Not that I'm discounting the author's experience, but something doesn't quite add up:
- How is it possible that other users of Aurora aren't experiencing this issue basically all the time? How could AWS not know it exists?
- If they know, how is this not an urgent P0 issue for AWS? This seems like the most basic of basic usability features is 100% broken.
- Is there something more nuanced to the failure case here such as does this depend on transactions in-progress? I can see how maybe the failover is waiting for in-flight transactions to close and then maybe hits a timeout where it proceeds with the other part of the failover by accident. That could explain why it doesn't seem like the issue is more widespread.
We have done a similar operation routinely on databases under pretty write intensive workloads (like 10s of thousands of inserts per second). It is so routine we have automation to adjust to planned changes in volume and do so a dozen times a month or so. It has been very robust for us.

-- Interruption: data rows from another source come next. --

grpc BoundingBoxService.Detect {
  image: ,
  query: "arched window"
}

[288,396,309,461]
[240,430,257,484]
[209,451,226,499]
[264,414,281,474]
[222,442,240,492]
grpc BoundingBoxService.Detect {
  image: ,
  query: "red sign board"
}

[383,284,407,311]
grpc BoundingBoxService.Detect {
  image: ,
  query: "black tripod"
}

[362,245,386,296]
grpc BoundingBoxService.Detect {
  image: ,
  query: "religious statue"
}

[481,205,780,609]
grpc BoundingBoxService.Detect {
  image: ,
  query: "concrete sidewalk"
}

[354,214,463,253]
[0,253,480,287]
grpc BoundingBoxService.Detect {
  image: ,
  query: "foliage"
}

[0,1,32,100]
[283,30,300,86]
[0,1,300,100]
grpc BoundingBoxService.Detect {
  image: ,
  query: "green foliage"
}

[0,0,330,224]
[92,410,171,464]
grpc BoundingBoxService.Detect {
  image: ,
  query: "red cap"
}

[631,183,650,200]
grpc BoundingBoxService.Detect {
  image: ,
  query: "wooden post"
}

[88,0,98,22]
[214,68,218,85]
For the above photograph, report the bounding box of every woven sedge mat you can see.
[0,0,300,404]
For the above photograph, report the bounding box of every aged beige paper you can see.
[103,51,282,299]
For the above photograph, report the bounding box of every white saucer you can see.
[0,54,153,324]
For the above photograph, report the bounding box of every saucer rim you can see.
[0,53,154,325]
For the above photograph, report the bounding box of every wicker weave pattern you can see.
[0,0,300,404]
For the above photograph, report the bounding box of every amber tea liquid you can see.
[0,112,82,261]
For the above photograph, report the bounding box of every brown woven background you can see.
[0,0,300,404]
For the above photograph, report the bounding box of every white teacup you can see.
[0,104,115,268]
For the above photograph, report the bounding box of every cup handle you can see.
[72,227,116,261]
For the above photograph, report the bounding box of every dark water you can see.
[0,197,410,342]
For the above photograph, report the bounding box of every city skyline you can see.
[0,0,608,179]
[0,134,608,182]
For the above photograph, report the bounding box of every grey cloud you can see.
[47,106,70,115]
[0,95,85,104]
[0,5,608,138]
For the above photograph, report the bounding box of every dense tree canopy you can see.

Our apps are designed for it and use AWS’s JDBC wrapper.
Just one more thing to worry about I guess…
I noticed another interesting (and still unconfirmed) bug with Aurora PostgreSQL around their Zero Downtime Patching.
During an Aurora minor version upgrade, Aurora preserves sessions across the engine restart, but it appears to also preserve stale per-session execution state (including the internal statement timer). After ZDP, I’ve seen very simple queries (e.g. a single-row lookup via Rails/ActiveRecord) fail with `PG::QueryCanceled: ERROR: canceling statement due to statement timeout` in far less than the configured statement_timeout (GUC), and only in the brief window right after ZDP completes.
My working theory is that when the client reconnects (e.g. via PG::Connection#reset), Aurora routes the new TCP connection back to a preserved session whose “statement start time” wasn’t properly reset, so the new query inherits an old timer and gets canceled almost immediately even though it’s not long-running at all.
I think the promotion fails to happen and then an external watchdog notices that it didn’t, and kills everything ASAP as it’s a cluster state mismatch.
The message about the storage subsystem going away is after the other Postgres process was kill -9’d.
They made the storage layer in total isolation, and they made sure that it guaranteed correctness for exclusive writer access. When the upstream service failed to also make its own guarantees, the data layer was still protected.
Good job AWS engineering!
Is there a case number where we can reach out to AWS regarding this recommendation?
I find this approach very compelling. MSSQL has a similar thing with their hyperscale offering. It's probably the only service in Azure that I would actually use.